Courtesy of Claudio Piron and Athanasios Vamvakidis, FX strategists at Bank of America-Merrill Lynch (BAML), here are the bank’s FX forecasts for G10 and emerging market currencies over the next 18 months.
Piron and Vamvakidis say that they maintain their positive view towards the US dollar, but believe investors will need to be “more selective” on how they position for renewed strength given “the trigger for a meaningful move higher in USD will be strongly predicated on progress on tax reform”.
Here’s a brief synopsis on what G10 currencies they currently like, and don’t like, for the period ahead.

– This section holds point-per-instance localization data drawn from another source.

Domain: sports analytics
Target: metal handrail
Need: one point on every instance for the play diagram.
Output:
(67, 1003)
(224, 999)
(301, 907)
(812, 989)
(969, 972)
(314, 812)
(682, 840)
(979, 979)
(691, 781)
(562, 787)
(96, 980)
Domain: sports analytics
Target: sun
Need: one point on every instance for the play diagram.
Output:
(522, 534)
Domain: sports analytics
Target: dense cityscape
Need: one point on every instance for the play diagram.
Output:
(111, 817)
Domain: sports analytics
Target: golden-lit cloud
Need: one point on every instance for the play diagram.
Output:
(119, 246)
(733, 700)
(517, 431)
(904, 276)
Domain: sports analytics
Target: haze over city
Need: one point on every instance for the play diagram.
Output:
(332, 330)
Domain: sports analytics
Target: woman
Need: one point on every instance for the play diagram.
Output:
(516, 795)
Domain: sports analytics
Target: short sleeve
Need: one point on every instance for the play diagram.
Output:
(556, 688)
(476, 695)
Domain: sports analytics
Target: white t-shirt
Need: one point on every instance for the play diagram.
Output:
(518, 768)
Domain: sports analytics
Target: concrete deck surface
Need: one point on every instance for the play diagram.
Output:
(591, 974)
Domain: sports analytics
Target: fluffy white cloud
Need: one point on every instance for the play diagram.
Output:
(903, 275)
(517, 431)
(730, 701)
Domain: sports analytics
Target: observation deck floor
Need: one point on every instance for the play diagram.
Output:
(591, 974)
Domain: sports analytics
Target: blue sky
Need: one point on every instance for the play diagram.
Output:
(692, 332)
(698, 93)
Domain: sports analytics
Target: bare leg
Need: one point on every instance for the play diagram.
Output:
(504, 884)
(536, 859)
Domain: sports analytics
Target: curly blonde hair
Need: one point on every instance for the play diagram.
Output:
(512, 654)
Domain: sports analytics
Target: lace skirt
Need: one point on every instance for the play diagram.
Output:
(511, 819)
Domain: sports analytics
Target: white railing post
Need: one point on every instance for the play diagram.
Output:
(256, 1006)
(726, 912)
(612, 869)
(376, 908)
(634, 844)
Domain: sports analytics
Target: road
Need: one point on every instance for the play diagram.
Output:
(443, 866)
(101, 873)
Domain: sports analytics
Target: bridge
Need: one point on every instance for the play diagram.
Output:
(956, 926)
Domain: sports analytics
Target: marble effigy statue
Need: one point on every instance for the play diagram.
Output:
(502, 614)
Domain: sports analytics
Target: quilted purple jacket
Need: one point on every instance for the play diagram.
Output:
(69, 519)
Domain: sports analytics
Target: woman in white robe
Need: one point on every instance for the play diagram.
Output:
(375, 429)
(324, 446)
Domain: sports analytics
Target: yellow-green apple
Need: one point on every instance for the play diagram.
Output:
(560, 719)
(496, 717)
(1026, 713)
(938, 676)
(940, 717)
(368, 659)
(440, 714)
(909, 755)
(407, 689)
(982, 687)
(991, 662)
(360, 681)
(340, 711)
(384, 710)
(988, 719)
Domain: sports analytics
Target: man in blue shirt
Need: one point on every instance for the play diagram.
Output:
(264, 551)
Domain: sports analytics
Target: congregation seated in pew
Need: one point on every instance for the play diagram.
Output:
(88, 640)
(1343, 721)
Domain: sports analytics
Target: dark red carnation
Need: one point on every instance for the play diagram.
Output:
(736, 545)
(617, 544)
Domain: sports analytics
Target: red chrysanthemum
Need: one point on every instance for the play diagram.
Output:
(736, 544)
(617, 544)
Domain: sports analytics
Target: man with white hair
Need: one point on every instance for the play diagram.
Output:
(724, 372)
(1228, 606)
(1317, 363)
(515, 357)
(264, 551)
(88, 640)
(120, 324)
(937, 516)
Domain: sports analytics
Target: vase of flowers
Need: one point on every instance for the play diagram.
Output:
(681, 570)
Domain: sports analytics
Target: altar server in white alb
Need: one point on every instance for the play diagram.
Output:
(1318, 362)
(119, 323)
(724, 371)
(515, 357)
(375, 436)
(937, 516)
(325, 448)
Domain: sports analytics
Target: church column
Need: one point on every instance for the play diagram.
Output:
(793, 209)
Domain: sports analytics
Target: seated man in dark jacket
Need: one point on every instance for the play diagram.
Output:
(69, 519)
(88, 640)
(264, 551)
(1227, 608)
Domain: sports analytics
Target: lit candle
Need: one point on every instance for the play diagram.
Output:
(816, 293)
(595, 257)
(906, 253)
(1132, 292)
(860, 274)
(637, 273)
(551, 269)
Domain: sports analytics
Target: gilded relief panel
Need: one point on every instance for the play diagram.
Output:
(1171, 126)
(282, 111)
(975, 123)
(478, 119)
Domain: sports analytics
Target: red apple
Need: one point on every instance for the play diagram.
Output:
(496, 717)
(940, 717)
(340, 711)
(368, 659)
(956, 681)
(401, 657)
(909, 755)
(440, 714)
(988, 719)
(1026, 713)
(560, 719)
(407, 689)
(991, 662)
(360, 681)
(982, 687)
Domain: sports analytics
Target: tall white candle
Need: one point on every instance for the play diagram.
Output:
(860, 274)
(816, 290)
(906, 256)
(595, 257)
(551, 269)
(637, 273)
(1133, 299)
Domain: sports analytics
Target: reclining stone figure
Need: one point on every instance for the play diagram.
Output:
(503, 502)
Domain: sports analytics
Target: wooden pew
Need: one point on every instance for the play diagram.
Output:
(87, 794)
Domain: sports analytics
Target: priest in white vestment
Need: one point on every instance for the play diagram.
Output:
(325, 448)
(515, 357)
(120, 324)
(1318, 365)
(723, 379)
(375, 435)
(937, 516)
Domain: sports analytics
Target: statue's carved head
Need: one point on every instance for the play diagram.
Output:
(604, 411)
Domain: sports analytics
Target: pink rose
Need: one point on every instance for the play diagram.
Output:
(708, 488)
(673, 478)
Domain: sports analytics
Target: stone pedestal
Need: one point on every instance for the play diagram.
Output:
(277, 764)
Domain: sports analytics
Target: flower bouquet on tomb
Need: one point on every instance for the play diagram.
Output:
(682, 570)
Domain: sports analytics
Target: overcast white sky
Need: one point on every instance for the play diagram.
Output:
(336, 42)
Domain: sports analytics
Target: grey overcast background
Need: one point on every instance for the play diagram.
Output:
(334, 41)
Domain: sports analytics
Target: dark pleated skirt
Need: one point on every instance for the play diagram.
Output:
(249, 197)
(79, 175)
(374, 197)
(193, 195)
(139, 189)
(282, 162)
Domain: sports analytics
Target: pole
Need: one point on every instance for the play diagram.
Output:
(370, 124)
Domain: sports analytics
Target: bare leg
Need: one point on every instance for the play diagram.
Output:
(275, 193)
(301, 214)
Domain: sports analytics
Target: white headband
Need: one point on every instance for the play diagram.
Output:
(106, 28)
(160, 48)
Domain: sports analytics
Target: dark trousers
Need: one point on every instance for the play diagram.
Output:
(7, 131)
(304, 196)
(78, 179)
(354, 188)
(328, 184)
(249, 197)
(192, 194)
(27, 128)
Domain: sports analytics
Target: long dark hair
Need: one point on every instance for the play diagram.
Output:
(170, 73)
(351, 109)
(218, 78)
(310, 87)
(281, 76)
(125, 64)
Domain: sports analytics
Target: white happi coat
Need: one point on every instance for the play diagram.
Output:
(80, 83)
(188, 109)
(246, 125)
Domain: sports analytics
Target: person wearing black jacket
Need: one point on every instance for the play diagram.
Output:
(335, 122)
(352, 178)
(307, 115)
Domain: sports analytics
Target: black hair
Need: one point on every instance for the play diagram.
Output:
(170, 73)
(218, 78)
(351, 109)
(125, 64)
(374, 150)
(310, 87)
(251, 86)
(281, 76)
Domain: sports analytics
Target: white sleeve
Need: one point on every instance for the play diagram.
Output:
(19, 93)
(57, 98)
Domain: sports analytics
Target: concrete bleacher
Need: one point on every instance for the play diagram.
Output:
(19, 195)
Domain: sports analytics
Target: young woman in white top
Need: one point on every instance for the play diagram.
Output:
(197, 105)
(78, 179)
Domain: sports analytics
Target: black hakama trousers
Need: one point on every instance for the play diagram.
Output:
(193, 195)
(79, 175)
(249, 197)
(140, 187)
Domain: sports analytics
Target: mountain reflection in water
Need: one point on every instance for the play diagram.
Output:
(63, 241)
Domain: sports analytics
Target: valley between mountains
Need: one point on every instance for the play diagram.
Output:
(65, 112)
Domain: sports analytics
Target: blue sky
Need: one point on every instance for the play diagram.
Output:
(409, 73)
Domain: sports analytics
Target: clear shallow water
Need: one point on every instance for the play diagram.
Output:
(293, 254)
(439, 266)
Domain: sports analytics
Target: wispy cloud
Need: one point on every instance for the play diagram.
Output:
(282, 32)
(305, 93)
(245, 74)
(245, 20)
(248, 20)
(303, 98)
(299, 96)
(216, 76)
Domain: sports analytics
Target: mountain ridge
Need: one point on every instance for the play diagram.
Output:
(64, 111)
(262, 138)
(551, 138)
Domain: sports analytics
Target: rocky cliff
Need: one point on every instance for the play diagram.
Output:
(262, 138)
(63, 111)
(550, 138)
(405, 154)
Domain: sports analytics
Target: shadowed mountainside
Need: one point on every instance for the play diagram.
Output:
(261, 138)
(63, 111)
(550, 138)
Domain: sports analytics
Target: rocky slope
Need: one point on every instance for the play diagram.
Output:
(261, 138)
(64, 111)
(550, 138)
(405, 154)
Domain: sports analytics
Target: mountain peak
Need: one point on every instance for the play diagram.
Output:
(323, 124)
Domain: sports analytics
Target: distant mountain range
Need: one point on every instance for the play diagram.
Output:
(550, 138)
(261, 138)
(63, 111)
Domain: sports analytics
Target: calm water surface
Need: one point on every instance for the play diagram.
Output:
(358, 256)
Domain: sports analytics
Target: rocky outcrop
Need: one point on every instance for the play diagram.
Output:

Following the French elections, the focus for the EUR shifts to the ECB QE tapering debate this fall (Spring in the southern hemisphere). As both the Fed and the ECB will be tightening policies, while the BoJ remains on hold, we are long both USD and EUR against JPY, while we see the EUR/USD outlook as being mixed for the rest of the year. We expect diverging monetary policies to also support EUR, SEK and NOK against CHF. USD bulls may want to consider shorting AUD/USD. The short NZD/JPY market position could be at risk. On GBP, we are concerned that the consensus has become too positive on Brexit. A tough negotiation ahead will likely see GBP/USD trading below 1.25 before trading above 1.30 in the months ahead.
And here’s their view on the outlook for emerging market currencies in Asia.
In Asia FX, we note a shift in FX policy, becoming more accepting of appreciation. This is evident in INR, KRW, SGD and TWD. Client positioning and appetite for short CNY positions is not evident with investors confident that China is reining in excess credit growth without undermining the economy. Overall, in EM Asia, we believe carry trades will continue to perform.